Monday 26 November 2012

Policing police procurement: Suggested questions for Home Affairs Select Committee

Scrutiny of public procurement is a good thing but it also needs to be informed and pragmatic. I'm not aware of any impact assessment having been carried out on the required publication of local government expenditure, but it appears far from achieving its original objective cost effectively. We now have Police and Crime Commissioners, it will interesting to see how they address procurement.


However, Tuesday 27th will bring the Metropolitan Police procurement spend of £35bn under the scrutiny of the Home Affairs Select Committee.

Unless care is taken, there is a real danger of the Committee diverting its focus to what's been bought rather than was it bought well. Looking in the rear view mirror trying to understand why £500k is spent clearing horse manure may well set the pulses racing but this shouldn't be a version of scrutinising MPs expenses but something fundamentally different.
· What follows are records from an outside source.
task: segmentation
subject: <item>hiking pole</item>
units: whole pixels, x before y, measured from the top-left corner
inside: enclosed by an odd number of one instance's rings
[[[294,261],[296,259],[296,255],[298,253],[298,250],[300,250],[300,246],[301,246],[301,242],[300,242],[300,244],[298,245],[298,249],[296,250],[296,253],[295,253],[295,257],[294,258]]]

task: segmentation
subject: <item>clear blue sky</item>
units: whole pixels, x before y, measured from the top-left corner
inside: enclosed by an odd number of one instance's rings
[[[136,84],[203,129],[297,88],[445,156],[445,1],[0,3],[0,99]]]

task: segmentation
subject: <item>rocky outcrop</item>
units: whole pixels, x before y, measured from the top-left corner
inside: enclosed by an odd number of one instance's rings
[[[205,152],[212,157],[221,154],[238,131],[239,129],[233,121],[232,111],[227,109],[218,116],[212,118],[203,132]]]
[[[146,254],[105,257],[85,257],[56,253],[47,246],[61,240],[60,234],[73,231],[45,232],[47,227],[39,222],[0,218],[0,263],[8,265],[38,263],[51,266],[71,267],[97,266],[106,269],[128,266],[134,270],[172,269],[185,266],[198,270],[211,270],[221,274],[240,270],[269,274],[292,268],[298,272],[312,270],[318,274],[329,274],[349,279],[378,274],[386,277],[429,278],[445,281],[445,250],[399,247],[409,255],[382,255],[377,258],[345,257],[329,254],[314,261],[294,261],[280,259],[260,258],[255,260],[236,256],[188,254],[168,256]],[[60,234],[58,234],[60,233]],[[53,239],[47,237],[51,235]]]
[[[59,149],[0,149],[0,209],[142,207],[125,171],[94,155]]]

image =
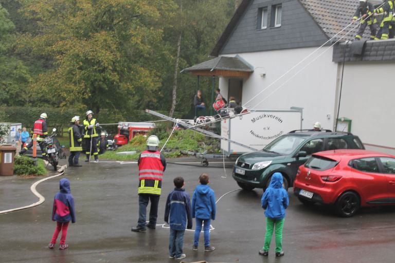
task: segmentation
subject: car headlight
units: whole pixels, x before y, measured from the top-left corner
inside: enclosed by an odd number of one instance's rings
[[[267,167],[272,163],[272,161],[266,161],[264,162],[257,162],[253,166],[252,170],[260,170],[262,168]]]

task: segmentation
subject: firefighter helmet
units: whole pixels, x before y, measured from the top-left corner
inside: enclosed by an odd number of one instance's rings
[[[80,116],[74,116],[71,118],[71,122],[74,123],[80,120]]]
[[[157,147],[158,145],[159,139],[158,139],[156,135],[151,135],[148,137],[148,139],[147,140],[147,146]]]

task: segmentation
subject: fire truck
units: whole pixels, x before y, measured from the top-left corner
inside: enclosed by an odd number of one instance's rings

In an earlier blog I suggested questions the Home Affairs Select Committee might ask in its inquiry into the Olympics Security debacle. I suspect they missed that blog. Nevertheless, in the spirit of citizen participation (and also helping those in the Met prepare), I would suggest MPs focus on the following:

  1. How does the Met Procurement Strategy directly contribute to the Met strategy?
  2. What are the KPIs for procurement and how are they performance managed?
  3. There have been 319 contracts awarded since 2003 with a total expenditure of £3.5bn, is that correct?
  4. What is the total value of non-pay spend since that date?
  5. What is the value of the non-pay spend not covered by contract? 
  6. Of the contract covered spend, what is the amount of money spent 'off-contract' or 'maverick spend'?'
  7. What steps are taken to police maverick spend?
  8. Using the examples of £500k spent cleaning up horse manure, and £1.3m on forage/bedding, could you tell me how you benchmark the prices to satisfy yourself that tax payers are receiving best value for money?
There are many other questions which may be 'nice to know' but I suspect, with the Leveson Inquiry report, due for publication on Thursday, there may be more arresting issues.

Save, the last question, but recycle the others as you see fit with your own procurement.

I'm sure the Met will be delighted to assist with the inquiry and look forward to hearing their answers.